Wee hem, die met de grijsheid lacht.
Wie d'ouderdom met eer bejegent
Volbrengt het grootsch en schoon gebod
Weleer gegeven door den God
Die streng bestraft en mildlijk zegent:
Wee hem, die met de grijsheid spot.
| |
| |
| |
Van 't looze windje.
De luiken toe; de deuren dicht,
De kamer warm, de lampe klaar...
Een zaalge lach op 't hel gezicht,
Zoo zit het zwijgend jonge paar...
Maar buiten giert en tiert de wind
En blaast en raast door 't kavegat,
Of beukt op 't ramlend vensterblind,
Dat 't huisje siddert als een blad.
Het naaiwerk rust en 't vrouwtje zucht:
‘Die booze wind toch... 'k ben zoo bang!’
‘Met mij “zegt hij” wordt niets geducht!’
En top!... daar klinkt het op heur wang...
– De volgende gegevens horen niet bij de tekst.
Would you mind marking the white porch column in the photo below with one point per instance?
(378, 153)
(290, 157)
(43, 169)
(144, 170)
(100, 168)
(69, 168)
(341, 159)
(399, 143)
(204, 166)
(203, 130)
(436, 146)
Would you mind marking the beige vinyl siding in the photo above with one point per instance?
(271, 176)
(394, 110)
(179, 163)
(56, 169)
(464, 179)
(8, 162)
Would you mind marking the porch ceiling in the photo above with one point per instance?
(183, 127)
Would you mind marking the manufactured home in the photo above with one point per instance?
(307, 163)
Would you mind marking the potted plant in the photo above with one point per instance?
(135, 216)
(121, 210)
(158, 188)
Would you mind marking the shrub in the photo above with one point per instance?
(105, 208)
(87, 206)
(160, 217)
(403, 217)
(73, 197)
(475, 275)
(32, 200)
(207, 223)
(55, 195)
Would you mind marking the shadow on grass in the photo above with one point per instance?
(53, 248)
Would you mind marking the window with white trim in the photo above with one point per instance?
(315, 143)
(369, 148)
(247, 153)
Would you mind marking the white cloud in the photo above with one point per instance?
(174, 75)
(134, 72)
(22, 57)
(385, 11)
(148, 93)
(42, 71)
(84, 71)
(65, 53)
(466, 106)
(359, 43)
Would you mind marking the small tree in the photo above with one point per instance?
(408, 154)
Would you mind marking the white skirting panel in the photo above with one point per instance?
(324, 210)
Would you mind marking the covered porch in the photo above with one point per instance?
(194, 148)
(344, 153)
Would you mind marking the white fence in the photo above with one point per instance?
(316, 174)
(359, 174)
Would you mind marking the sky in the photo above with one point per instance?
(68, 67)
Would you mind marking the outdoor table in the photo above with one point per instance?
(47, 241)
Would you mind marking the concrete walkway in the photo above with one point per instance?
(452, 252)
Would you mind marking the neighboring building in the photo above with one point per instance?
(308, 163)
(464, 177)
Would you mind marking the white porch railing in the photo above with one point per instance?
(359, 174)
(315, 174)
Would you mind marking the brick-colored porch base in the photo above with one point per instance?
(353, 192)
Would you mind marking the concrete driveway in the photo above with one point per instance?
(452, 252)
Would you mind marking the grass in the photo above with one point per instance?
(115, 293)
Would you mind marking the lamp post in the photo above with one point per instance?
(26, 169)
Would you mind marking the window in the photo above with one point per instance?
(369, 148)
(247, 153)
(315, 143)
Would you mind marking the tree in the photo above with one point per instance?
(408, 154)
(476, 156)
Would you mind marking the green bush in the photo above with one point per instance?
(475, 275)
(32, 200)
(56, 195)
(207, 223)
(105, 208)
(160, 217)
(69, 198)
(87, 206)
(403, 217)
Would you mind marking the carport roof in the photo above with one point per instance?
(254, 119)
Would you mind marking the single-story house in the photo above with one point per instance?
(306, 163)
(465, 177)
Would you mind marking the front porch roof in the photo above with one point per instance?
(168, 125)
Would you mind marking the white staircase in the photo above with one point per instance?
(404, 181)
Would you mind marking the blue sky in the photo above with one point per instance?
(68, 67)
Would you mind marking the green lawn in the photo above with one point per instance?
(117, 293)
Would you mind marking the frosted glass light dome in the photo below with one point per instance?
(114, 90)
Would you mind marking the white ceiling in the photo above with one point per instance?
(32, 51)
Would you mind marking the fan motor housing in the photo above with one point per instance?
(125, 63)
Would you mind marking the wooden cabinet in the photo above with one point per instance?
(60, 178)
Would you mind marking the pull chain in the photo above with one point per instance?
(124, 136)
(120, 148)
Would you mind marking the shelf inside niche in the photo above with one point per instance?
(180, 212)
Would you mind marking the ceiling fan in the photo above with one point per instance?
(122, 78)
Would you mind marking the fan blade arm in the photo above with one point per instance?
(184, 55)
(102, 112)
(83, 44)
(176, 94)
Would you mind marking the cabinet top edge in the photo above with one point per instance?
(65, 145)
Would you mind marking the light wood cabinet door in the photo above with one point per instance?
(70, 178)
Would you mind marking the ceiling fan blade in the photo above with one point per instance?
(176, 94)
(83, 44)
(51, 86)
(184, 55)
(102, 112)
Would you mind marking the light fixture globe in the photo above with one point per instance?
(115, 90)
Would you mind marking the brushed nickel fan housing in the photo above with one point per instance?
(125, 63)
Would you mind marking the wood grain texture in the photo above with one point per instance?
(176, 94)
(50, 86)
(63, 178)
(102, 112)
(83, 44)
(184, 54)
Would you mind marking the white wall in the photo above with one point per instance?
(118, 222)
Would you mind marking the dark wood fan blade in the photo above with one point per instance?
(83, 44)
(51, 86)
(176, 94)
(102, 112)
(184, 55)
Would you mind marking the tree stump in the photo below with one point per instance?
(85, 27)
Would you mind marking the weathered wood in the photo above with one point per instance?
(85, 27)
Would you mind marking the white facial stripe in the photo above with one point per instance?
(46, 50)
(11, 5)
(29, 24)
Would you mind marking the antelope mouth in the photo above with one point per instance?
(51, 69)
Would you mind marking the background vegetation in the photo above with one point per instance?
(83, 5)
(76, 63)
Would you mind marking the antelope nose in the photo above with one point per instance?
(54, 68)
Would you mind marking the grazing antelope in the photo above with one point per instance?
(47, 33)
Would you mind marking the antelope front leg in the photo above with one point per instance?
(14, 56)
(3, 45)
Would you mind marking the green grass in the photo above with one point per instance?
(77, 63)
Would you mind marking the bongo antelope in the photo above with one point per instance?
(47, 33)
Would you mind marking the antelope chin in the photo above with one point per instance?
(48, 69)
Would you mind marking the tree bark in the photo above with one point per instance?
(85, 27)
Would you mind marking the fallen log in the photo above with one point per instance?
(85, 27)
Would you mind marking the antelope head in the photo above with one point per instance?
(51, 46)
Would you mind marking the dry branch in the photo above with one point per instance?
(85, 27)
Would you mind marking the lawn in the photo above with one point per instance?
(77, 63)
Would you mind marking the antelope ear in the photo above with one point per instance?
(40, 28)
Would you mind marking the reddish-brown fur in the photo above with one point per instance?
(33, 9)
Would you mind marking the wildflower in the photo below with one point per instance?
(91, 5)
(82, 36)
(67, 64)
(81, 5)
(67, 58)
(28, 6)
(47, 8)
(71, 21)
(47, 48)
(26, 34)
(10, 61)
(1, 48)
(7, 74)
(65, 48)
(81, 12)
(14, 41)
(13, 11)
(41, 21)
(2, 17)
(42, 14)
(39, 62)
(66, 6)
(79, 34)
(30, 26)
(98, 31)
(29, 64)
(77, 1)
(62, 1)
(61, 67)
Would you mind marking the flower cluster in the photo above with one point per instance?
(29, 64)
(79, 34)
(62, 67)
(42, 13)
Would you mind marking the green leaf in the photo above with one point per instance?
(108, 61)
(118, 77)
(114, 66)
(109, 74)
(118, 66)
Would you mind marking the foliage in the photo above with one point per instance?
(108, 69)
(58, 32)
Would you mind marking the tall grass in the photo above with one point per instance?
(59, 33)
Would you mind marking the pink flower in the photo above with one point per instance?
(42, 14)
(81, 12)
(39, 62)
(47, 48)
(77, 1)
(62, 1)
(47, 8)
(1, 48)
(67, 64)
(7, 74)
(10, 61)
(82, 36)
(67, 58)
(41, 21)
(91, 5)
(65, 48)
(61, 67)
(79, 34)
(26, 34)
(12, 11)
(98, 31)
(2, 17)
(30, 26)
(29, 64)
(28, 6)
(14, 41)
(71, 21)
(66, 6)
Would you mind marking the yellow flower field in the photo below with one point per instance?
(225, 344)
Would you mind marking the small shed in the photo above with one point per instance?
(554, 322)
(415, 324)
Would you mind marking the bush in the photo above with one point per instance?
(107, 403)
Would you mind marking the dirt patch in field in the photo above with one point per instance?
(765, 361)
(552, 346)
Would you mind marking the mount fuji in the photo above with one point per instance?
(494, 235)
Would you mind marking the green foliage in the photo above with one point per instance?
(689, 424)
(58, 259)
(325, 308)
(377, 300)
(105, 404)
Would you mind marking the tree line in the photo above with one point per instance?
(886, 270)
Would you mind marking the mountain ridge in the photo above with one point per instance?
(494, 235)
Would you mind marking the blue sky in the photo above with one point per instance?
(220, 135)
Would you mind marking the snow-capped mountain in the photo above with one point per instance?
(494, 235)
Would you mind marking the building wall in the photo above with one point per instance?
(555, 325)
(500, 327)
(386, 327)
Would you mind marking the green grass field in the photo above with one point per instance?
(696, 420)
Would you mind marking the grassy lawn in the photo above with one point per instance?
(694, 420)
Nog giert en tiert de booze wind
En blaast en raast door 't kavegat.
Weer beukt hij op het vensterblind,
Dat 't huisje siddert als een blad...
En 't oolijk vuurtje fluistert zacht
Tot 't grillig windje: ‘waai maar koen,
Wie weet of krijgt bij d'eerste klacht
Het vrouwtje niet... alweer een zoen!... ’
| |
| |
| |
Het sneeuwt.
Het sneeuwt; de vlokkendrom komt daar zoo vlug gevlogen,
Gansch d'hemelruimte is vol waar men ook wende d'oogen...
Een witte insektenwolk, die nooit zijn vlucht en staakt
Vervolgend steeds malkaar, malkander toch niet naakt.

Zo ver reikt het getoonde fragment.